Again, Dr. Katakkar could have stayed silent and probably could have slipped to another practice somewhere should the BCCA found him at fault. But, instead, he resigned so he could speak to his patients about Holly Hill, something he couldn't do as an employee of the BCCA.

It is an intensely sad affair - a young woman dead, a doctor`s career in tatters and the future of cancer treatement both in Prince George and northern B.C. under a cloud even as it starts a new chapter with the opening of a new multi-million dollar facility.

Now the BCCA is not the villian in this piece - it`s trapped just as much as Dr. Katakkar insofar it can`t ignore his actions and has to sanction him somehow. So grieviously he has committed his fault and grieviously he was answered for it.

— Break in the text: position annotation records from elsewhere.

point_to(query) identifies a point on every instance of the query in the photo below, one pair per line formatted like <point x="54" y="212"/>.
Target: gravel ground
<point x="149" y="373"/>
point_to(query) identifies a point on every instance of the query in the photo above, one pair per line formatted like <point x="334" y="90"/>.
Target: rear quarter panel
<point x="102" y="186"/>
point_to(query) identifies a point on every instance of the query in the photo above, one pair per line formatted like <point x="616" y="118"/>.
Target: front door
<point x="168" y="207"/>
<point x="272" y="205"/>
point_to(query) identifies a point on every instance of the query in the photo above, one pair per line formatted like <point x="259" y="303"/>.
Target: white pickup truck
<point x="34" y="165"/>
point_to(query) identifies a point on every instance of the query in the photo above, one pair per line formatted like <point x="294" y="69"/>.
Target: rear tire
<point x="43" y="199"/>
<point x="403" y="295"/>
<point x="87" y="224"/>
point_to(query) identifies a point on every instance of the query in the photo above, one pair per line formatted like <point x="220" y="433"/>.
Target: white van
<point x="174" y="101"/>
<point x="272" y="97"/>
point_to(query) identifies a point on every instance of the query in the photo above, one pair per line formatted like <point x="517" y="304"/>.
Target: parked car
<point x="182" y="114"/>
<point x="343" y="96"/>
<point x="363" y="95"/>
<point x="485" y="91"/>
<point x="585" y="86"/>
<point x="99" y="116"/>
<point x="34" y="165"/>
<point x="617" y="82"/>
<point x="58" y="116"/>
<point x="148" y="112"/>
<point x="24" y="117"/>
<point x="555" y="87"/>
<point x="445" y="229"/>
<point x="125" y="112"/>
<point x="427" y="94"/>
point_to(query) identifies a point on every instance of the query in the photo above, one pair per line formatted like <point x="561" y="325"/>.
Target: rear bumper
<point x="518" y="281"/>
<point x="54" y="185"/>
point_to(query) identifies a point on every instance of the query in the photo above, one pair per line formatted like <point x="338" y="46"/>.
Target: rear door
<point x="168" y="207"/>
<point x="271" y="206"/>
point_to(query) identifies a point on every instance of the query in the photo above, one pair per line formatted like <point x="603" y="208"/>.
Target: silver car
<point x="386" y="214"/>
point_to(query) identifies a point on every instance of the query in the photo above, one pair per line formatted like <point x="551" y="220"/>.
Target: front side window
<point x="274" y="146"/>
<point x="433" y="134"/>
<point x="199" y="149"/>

So, like any tragedy, everybody`s the audience because everybody`s hands are tied as they watch a good man wronged for all the right reasons. And it seems like such a waste. Because, by all accounts, Dr. Katakkar is a person who was willing to sacrifice his practice and future in this city on the chance he could save Holly Hill`s life.

That sounds like a doctor who should be involved cancer treatment in Prince George.

One wonders if the BCCA can find someone with the mixture of commitment, courage, and skills to replace Dr. Katakkar. Instead, they should follow his example: untie their hands, open their eyes, damn the consequences and find a way to do the right thing.

Convincing the man to take his job back would be a good start.